Today we had a fantastic day off and went over to the Edo Museum which covers the history of the city before it was Tokyo.
It was a great find, full of models and hands-on items and relatively well stocked with English explanations. This picture, however, was just in Japanese but I spotted our neighborhood name, Akasaka.
Apparently the area used to be one of the water sources for Edo, until the urbanization spread out enough that the water was polluted.
The museum had several different models of theaters. From life size with lanterns etc where you could rest between exhibits to amazing little scale models that show how they carried out special effects. One model had workers below the floor turning set pieces and another used mirrors to show how ghosts could be moved quickly around the stage to haunt Hamlet’s Asian cousins.

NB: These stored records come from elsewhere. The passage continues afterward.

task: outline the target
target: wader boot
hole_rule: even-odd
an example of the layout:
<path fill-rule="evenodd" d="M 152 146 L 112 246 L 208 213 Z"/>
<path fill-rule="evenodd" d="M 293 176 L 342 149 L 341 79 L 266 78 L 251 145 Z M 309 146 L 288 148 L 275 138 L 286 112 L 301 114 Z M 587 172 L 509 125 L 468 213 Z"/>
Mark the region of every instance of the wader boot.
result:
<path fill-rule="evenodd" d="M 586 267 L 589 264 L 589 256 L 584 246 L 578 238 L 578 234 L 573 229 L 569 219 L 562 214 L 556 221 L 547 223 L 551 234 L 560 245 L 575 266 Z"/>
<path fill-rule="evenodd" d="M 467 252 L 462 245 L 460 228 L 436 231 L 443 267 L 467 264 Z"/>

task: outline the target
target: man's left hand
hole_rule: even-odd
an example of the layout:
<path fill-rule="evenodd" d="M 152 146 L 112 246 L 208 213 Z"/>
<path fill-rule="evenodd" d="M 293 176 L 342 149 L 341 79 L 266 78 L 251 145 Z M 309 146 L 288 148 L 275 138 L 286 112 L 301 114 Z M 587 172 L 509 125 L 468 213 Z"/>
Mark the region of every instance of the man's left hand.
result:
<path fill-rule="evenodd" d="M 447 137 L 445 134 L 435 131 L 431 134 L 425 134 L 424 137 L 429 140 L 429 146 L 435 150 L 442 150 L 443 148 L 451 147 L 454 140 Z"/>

As a water-side capital, much attention was focused on commerce and the trading routes. Any museum that can make 18th century economics that interesting in translation is commendable.
Below you can just see a small mock-up of a trading ship and here in the foreground are possibly the biggest clogs ever worn. We gather from the surrounding displays that these were used not just to fish but perhaps to also gather reeds used in bamboo screens and mats. Me, I’d rather do Western stilts– one less thing for the seaweed to tangle around.
There was also a special exhibit going on that was sadly only in Japanese. The little bits I could understand (without taking all day to read and driving Tara bonkers), however, were tantalizing. Tokugawa Ieyasu, who founded the Tokugawa dynasty and was an all-around impressive guy, has a temple compound built after him in Nikko which apparently later shoguns would pilgrimage up to. We haven’t made it up there yet ourselves, but when we do, lemme tell you, considerably less ceremony will be involved than when they dropped by.
The exhibit had a dozen or so of these paintings below, which detail the ceremonial processions on the way to Nikko, the practice ceremonies conducted ahead of time, etc. All down to where the guards and attendants would stand– in this case the red and black dots.
And what bureaucracy would be complete without more paperwork. I’m not sure why they needed them, but there were little booklets of Q&A preparation and speeches with comments written in red.